That's what the staff at Inglemoor High School's student newspaper, the Nordic News, were looking into for a story last year.

Kellen Hoard was a co-editor of the Nordic News at the time. After contacting a school administrator for an interview, Hoard heard back from the then-communications director for the district. She said that all interview requests needed to go through her.

Eventually, the director barred teachers from speaking to student reporters.

This does happen in journalism.

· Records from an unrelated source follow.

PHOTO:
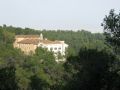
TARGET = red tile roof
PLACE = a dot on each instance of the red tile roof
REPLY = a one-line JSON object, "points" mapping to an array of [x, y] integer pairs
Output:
{"points": [[29, 41], [36, 41]]}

Press officers can be incredible resources, but sometimes they can also obstruct information.

Hoard and the staff at the Nordic News challenged the district's communications director in a months long process, both privately and in a public newspaper editorial, eventually regaining access to school staff.

Hoard, along with his co-editors, Mimi Avalos and Tammi Tran, recently accepted an award for courage in journalism from the Student Press Law Center for this fight.

"Courage in journalism isn't doesn't have to be actually putting yourself in harm's way it can be ensuring that others aren't experiencing that harm," Hoard said, "whether that's their harm to receive accurate information or to share their perspectives on their on their school or their workplace as a teacher or administrator."

According to the Student Press Law Center, student journalists run into issues like this all the time.

"If you're writing stories about sex, drugs and rock 'n'roll, you might get censored," said Mike Hiestand, senior legal council at the Student Press Law Center, "but by and large the number one reason that we're dealing with censorship is a story that, for whatever reason, the school thinks makes them look bad."

Hiestand regularly fields calls from student journalists as a part of his work at the law center.

The rights of student journalists stem from a 1988 Supreme Court Case called Hazelwood School District v. Kuhlmeier. In that case, an editor and reporter at a school newspaper filed a suit against the district after a principal removed articles about teen pregnancy and divorce from an issue of the school paper.

The court sided with the school district. Hiestand said the decision gave school officials more authority to censor school newspapers and speech.

"They said that school officials could censor speech, simply by declaring it 'poorly written' or 'biased or prejudiced,'" Hiestand said.

Since that 1988 decision, 16 states have passed New Voices Laws, sometimes refered to as anti-Hazelwood laws, which protect student journalists' work. Washington state passed a New Voices Law in 2018, more than a decade after the law was first introduced.